Kindred: Octavia Butler’s Classic

The late Octavia Butler’s speculative fiction explored race, religion, sexuality, family, community, and “the other.” Like the best speculative/sci-fi/fantasy fiction, her work is a reflection of modern day issues.

I read Butler’s Lilith’s Brood trilogy a couple of decades ago, when the trilogy was published under the title Xenogenesis. The trilogy’s theme of forced human/alien interbreeding is wildly disturbing, but the work is ultimately life affirming as it confronts the reader with what is really means to be family.

I’ve always wanted to read more of her, and finding a 25th anniversary edition of Kindred on a Phoenix bookstore’s sale table last summer was just the impetus I needed.

Kindred is the story of Dana Franklin, a twentieth century black woman who finds herself transported back to the pre-Civil War South to save a white ancestor and slave owner named Rufus.
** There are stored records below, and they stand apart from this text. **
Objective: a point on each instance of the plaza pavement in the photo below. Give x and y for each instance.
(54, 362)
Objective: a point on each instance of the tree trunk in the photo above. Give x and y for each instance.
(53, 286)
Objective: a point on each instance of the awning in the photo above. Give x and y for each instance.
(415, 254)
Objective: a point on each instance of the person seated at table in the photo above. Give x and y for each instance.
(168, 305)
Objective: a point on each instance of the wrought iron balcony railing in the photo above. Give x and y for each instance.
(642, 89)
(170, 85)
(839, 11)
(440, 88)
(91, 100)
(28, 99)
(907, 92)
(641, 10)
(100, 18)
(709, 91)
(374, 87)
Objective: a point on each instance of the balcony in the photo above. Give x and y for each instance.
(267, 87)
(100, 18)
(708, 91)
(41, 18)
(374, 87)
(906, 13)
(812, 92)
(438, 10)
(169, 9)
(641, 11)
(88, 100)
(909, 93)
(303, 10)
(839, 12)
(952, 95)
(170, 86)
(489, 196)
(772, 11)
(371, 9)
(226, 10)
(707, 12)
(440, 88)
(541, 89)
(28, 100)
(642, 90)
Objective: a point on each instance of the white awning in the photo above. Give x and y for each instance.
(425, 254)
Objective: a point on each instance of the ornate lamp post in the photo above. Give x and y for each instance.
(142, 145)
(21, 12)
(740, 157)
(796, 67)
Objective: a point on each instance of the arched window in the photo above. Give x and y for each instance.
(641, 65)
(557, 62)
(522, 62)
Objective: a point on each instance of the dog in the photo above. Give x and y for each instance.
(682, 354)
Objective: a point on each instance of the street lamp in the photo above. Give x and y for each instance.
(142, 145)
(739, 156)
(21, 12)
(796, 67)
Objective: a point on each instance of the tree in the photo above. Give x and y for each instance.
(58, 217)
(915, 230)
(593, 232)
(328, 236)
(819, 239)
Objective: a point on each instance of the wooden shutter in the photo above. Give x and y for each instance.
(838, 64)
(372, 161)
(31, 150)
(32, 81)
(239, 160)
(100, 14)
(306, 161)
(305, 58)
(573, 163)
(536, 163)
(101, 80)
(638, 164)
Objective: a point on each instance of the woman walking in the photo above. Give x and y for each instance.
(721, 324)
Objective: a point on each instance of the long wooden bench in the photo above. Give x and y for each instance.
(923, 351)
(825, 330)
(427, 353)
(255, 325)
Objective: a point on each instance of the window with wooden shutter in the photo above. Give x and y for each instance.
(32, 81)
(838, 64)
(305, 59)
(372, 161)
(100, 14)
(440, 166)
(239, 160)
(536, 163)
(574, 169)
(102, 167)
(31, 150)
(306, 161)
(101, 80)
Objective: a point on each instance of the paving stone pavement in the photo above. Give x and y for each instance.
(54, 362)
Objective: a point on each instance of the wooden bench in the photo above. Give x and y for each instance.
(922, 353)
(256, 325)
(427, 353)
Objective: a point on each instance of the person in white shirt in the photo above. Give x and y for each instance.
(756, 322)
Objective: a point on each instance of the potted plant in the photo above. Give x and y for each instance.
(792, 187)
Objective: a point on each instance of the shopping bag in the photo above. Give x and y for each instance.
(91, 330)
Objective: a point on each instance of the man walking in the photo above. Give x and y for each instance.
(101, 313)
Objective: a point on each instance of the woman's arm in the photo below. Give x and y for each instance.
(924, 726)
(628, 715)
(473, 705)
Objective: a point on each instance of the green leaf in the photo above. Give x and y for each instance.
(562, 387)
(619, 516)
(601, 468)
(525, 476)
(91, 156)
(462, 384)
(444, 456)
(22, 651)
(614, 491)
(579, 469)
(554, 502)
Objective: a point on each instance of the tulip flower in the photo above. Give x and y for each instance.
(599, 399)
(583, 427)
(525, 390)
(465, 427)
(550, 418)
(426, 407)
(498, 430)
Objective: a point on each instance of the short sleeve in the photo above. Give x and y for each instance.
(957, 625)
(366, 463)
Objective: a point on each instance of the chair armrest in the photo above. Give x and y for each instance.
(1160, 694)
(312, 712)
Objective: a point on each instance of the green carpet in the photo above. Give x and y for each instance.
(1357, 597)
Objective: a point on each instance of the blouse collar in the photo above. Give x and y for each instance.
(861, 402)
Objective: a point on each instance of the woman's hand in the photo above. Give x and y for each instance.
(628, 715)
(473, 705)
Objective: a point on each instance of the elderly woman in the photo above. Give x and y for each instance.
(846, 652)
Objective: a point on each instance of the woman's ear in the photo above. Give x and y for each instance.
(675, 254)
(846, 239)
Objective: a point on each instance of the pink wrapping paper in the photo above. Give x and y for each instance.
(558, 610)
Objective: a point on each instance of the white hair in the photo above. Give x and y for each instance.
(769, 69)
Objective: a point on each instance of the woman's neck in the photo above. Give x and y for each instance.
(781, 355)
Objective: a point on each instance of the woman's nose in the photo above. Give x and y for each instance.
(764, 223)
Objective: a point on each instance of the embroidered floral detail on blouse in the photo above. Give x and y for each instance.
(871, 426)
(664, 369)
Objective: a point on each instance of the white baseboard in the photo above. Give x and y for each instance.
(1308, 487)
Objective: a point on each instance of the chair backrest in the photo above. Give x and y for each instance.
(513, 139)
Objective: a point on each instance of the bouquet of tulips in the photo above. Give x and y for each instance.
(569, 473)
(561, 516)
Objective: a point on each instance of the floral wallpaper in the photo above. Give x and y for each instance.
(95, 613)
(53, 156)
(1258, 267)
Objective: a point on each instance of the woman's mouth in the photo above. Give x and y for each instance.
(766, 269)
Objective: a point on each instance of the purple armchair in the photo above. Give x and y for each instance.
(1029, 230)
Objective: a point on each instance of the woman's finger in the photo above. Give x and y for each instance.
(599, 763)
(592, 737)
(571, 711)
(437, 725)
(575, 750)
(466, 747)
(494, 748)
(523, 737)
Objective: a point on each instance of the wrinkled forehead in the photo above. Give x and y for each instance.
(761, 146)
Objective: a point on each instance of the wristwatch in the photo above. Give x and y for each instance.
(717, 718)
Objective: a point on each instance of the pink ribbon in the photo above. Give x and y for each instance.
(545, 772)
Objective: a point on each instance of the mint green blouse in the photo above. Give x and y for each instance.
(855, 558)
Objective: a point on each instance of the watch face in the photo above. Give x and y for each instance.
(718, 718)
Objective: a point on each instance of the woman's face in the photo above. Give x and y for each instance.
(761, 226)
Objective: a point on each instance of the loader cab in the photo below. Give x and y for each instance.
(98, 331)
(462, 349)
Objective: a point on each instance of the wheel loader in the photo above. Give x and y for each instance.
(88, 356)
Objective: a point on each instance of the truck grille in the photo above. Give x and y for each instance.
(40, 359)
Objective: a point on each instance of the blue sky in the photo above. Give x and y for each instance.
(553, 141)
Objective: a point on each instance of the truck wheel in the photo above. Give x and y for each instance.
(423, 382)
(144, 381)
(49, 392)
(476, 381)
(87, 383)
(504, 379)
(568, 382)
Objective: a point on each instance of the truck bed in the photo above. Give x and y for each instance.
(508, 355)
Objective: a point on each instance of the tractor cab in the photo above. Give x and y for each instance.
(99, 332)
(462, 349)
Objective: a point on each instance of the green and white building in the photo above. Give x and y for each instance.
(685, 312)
Over the course of a few days of twentieth century time—and two decades of nineteenth century time—Dana will find herself transported back on six different occasions to save Rufus’s life. Her first visit lasts only minutes, but some visits stretch into months, where Dana must suffer the cruel consequences of being black in a slave society.

The reward of the story is not in finding out how this time travel is happening. (We never know how Rufus’s life-threatening situations summon Dana to the past.) The reward is following a modern woman as she is thrust back into a barbaric chapter of American history—seeing the horror through her eyes.

Butler has thrust her protagonist into the role of a slave:

• Dana’s involuntary transportation and disorientation reflects the abduction and disorientation of Africans who were captured and loaded onto slave ships.

• Her affection for Rufus, who is a child during Dana’s first two visits, is slowly replaced by fear as he becomes an adult who is all-to-ready to wield his power.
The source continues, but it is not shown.